Joshua Niforatos, MD, MTS
By
Research Section Editor

The preliminary results of the Adaptive Covid-19 Treatment Trial (ACTT-1) randomized trial were published May 22 in The New England Journal of Medicine and covered by Brief19. ACTT-1 was a double-blind, randomized, placebo-controlled trial of the antiviral drug remdesivir, given to patients intravenously within 72 hours of laboratory-confirmed diagnosis of SARS-CoV-2, among hospitalized patients.

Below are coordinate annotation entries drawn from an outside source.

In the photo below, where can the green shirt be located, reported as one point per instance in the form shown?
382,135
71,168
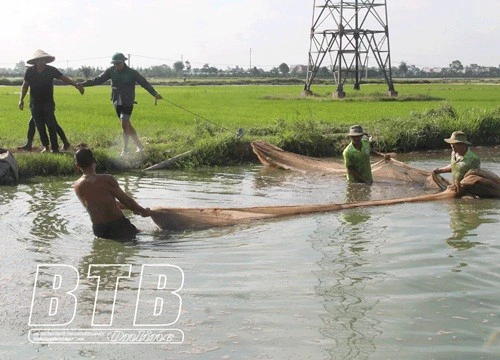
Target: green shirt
461,164
359,160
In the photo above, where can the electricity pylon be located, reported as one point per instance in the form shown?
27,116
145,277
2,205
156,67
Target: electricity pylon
345,33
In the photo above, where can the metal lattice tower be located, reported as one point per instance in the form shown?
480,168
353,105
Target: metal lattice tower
346,33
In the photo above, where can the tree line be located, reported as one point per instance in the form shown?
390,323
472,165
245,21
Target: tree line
184,69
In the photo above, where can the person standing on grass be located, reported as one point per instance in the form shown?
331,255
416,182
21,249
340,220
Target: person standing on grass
357,156
462,159
123,80
31,135
40,80
103,198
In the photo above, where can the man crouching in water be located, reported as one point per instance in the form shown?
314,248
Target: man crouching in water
103,198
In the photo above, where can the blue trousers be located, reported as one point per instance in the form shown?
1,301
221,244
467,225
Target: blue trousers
43,115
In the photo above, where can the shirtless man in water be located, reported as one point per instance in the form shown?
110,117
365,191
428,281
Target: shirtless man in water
103,198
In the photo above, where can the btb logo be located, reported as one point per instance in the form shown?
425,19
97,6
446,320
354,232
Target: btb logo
55,301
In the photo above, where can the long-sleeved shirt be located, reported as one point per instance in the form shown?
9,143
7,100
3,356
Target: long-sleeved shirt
122,84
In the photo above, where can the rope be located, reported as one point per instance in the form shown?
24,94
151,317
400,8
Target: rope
238,134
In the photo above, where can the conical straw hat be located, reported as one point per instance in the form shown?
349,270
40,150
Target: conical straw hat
40,54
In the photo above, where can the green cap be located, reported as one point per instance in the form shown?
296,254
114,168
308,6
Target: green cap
118,58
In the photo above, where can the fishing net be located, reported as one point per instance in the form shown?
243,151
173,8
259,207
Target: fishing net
478,183
271,155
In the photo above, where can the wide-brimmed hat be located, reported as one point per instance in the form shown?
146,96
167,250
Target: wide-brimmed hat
458,137
40,54
356,130
118,58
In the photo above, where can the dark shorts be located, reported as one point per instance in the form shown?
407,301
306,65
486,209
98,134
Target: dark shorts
124,112
119,229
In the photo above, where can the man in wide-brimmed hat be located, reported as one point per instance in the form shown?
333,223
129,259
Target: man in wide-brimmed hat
123,80
462,159
40,80
357,156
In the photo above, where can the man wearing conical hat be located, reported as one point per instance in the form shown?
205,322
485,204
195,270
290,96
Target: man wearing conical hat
123,80
40,80
462,159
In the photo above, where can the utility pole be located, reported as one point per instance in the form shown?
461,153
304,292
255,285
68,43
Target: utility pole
345,32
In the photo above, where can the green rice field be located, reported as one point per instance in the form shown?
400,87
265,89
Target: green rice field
211,115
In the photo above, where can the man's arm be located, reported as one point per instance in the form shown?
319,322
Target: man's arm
355,173
446,169
24,91
141,80
386,156
126,200
98,80
68,81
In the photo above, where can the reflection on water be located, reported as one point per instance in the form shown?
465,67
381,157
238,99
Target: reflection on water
341,283
466,215
45,198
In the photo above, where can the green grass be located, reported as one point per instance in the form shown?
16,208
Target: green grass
419,118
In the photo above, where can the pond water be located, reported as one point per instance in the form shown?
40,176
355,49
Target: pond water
409,281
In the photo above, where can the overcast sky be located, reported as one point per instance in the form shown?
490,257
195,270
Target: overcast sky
425,33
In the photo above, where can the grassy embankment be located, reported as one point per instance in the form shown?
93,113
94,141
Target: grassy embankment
419,118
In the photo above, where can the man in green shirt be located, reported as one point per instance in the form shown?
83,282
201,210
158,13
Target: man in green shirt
357,156
123,80
462,159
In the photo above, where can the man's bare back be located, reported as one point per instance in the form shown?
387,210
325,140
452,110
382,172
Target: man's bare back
103,198
97,194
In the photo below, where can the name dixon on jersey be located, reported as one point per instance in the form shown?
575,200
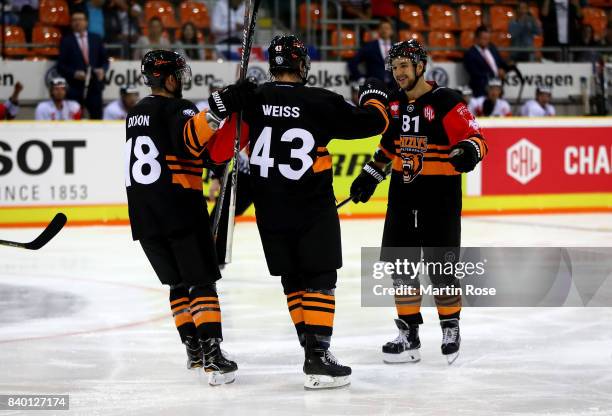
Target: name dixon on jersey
138,121
281,111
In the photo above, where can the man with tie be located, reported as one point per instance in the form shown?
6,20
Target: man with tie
83,62
483,62
372,55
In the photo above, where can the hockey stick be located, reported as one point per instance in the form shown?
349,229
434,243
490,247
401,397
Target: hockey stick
250,19
54,227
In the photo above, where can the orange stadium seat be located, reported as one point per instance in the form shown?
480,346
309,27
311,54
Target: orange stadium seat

The primary outcome of the preliminary report was time to recovery from covid-19, which was broadly defined as either being released from the hospital or remaining in the hospital for infection-control purposes only. In the preliminary report, the average time to recovery in the remdesivir group was 11 days versus 15 days in the placebo group. No other results were statistically significant, including mortality or the percent of patients receiving oxygen therapy. Missing from the preliminary report was approximately one-third of patients who were enrolled in the study but had not reached day 29 of follow-up.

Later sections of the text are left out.